To put this into practice, pick one of these:

Blue-sky backlog spike. Pick something you’d never normally have time for - a prototype for an idea you’ve been sitting on, a refactor of that module nobody wants to touch, a spike on a tool or library you’ve been curious about - and hand it to an agent with clear constraints.
A kata. Pick a small, well-defined problem and do it three ways: solo, with an agent, with an agent plus simplify/review. Compare the diffs.
Production metrics analysis. Give the agent a CloudWatch dump and ask for Lambda right-sizing recommendations.
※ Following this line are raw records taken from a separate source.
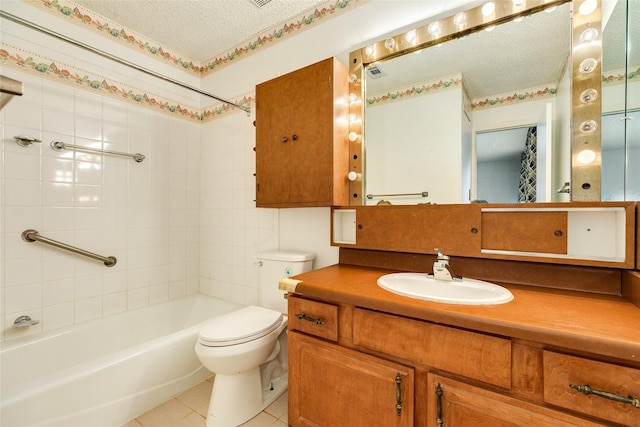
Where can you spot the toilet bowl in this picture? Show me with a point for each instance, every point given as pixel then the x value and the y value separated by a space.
pixel 247 348
pixel 242 348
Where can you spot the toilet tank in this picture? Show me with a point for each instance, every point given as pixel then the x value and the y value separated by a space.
pixel 276 265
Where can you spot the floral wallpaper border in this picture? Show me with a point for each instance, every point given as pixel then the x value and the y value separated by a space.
pixel 81 16
pixel 47 68
pixel 457 80
pixel 422 89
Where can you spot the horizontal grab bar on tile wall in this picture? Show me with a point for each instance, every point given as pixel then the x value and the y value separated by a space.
pixel 33 235
pixel 59 146
pixel 114 58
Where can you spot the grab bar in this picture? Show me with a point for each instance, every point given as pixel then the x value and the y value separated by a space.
pixel 33 235
pixel 423 194
pixel 59 146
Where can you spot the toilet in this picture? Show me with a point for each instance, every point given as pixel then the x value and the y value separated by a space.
pixel 247 348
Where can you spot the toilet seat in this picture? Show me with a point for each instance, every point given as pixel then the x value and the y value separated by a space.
pixel 240 326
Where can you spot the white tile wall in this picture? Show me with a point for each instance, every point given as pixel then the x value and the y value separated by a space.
pixel 146 214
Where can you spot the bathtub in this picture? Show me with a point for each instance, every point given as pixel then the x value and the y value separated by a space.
pixel 105 372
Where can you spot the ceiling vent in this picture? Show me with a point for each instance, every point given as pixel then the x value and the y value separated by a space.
pixel 259 3
pixel 375 72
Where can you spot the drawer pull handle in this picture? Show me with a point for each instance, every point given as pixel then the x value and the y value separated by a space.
pixel 439 420
pixel 303 316
pixel 398 393
pixel 611 396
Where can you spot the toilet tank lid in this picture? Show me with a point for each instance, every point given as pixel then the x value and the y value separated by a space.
pixel 285 255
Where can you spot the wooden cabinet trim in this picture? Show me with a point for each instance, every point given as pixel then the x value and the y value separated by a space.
pixel 473 355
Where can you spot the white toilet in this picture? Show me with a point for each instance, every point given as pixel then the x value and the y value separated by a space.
pixel 247 348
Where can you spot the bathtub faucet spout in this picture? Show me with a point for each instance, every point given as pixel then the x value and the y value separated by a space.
pixel 24 322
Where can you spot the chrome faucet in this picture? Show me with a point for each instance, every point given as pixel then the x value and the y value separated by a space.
pixel 442 270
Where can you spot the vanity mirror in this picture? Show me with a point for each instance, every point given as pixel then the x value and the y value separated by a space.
pixel 501 65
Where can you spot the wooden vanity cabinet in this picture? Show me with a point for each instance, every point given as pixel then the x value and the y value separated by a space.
pixel 301 137
pixel 348 365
The quality of its suggestions is a good read on how well you scoped the context.

Challenges

A few open questions worth sitting with:

What does the agent keep getting wrong? Notice the pattern and work out how to solve it. Usually it’s a context gap, a convention gap or a skill gap - all three are fixable.
How can you support context management by making context more visible? If you can’t see what the agent is working from, you can’t tune it.
What Claude Code usage metrics would be interesting? Which commands run most? Which fail? Which sessions stall? The shape of your usage tells you where to invest next.

Glossary

Common terms you may encounter when working with AI coding assistants and reading more about the topics raised in these guidelines:

Agent - An LLM paired with a harness that orchestrates tool use, observation and iteration to accomplish a task autonomously.
Context - The information (conversation history, files, instructions) available to an LLM when generating a response, bounded by its context window.
Context window - The maximum number of tokens an LLM can process in a single conversation, covering both input and output.
LLM (Large Language Model) - A neural network trained on large amounts of text that predicts the next token, enabling it to generate human-like text responses.
Prompt - The full set of instructions, context and user input sent to an LLM that shapes its response.
Reasoning - The internal chain-of-thought process an LLM uses to work through a problem before producing its final output.
Token - The smallest unit of text an LLM processes, roughly 3/4 of a word in English (e.g. “unhappiness” might be split into “un”, “happi”, “ness”).